Re: PCI Express support for 2.4 kernel

From: Richard B. Johnson
Date: Mon Dec 15 2003 - 11:56:26 EST


On Mon, 15 Dec 2003, Vladimir Kondratiev wrote:

> Kevin,
> there is no black magic. Compilation goes .c -> .s -> .o; if assembly
> have nothing added, object have not as well.
> To be sure, I did the following:
>
> [tmp]$ gcc -c t.c; objdump -xs t.o
>
> t.o: file format elf32-i386
> t.o
> architecture: i386, flags 0x00000010:
> HAS_SYMS
> start address 0x00000000
>
> Sections:
> Idx Name Size VMA LMA File off Algn
> 0 .text 00000000 00000000 00000000 00000034 2**2
> CONTENTS, ALLOC, LOAD, READONLY, CODE
> 1 .data 00000000 00000000 00000000 00000034 2**2
> CONTENTS, ALLOC, LOAD, DATA
> 2 .bss 00000008 00000000 00000000 00000034 2**2
> ALLOC
> 3 .note.GNU-stack 00000000 00000000 00000000 00000034 2**0
> CONTENTS, READONLY
> 4 .comment 00000033 00000000 00000000 00000034 2**0
> CONTENTS, READONLY
> SYMBOL TABLE:
> 00000000 l df *ABS* 00000000 t.c
> 00000000 l d .text 00000000
> 00000000 l d .data 00000000
> 00000000 l d .bss 00000000
> 00000000 l O .bss 00000004 a1
> 00000004 l O .bss 00000004 a2
> 00000000 l d .note.GNU-stack 00000000
> 00000000 l d .comment 00000000
>
>
> Contents of section .text:
> Contents of section .data:
> Contents of section .note.GNU-stack:
> Contents of section .comment:
> 0000 00474343 3a202847 4e552920 332e332e .GCC: (GNU) 3.3.
> 0010 31203230 30333038 31312028 52656420 1 20030811 (Red
> 0020 48617420 4c696e75 7820332e 332e312d Hat Linux 3.3.1-
> 0030 312900 1).
>
> Kevin P. Fleming wrote:
>
> > Vladimir Kondratiev wrote:
> >
> >> To illustrate zero cost, I did the following test:
> >> [tmp]$ cat t.c; gcc -S t.c; cat t.s
> >> static int a1=0;
> >> static int a2;
> >> /* EOF */
> >>
> >> .file "t.c"
> >> .local a1
> >> .comm a1,4,4
> >> .local a2
> >> .comm a2,4,4
> >> .section .note.GNU-stack,"",@progbits
> >> .ident "GCC: (GNU) 3.3.1 20030811 (Red Hat Linux 3.3.1-1)"
> >>
> >> As you can see, assembly code is identical, compiler did this trivial
> >> optimization for me.
> >
> >
> > You've missed the point, though.

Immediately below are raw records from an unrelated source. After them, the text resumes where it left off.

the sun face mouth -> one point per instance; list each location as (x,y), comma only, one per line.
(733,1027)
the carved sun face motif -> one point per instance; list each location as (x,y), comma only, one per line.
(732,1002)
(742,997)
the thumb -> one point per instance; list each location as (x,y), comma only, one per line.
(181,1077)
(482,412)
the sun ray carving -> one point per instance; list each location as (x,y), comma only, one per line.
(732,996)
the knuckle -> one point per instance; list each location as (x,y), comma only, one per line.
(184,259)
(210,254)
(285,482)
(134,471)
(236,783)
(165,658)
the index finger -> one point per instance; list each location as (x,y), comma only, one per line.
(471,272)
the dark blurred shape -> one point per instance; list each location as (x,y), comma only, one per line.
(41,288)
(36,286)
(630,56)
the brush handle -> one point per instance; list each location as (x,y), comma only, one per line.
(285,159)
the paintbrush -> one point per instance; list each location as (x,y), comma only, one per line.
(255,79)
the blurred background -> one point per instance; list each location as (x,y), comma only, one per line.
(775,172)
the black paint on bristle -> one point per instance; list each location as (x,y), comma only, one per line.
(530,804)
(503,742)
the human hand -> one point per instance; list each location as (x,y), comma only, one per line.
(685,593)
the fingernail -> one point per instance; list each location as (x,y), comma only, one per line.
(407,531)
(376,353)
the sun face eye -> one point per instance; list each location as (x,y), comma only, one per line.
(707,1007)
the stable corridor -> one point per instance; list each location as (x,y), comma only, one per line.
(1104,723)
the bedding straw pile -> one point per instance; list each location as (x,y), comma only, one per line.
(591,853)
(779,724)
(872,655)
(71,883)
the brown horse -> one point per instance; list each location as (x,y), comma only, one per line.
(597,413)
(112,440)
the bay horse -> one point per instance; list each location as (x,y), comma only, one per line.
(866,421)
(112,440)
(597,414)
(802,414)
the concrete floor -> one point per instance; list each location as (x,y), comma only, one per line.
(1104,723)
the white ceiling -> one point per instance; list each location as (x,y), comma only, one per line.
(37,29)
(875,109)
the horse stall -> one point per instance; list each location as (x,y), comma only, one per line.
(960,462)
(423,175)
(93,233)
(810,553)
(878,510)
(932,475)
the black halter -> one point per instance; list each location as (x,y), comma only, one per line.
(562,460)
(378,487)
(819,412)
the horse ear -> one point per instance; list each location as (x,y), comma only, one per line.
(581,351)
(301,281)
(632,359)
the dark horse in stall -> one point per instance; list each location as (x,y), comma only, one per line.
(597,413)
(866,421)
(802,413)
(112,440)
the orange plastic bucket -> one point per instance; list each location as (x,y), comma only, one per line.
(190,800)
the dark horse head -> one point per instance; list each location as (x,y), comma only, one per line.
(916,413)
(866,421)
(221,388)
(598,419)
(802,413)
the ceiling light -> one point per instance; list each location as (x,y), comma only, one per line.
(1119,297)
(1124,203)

Initializing a static variable to
> > zero causes space to be consumed in the resulting object file (not
> > instruction code to be generated). This is wasted space, because if
> > you don't initialize to zero the variable will be allocated out of
> > space that is _automatically_ zeroed for you. This reduces the size of
> > the kernel image by not filling it with unnecessary zeroes.
> >

Easy way to remember is that if you have either a static or a global
variable that is initialized, it will be in the .data segment and,
therefore take up space in the executable. If it is not initialized,
it will be in the .bss segment, automatically zeroed by the loader.
In this case, the executable contains length information, not the data.
Local variables are never initialized unless there's an '=' in the
code.

Cheers,
Dick Johnson
Penguin : Linux version 2.4.22 on an i686 machine (797.90 BogoMips).
Note 96.31% of all statistics are fiction.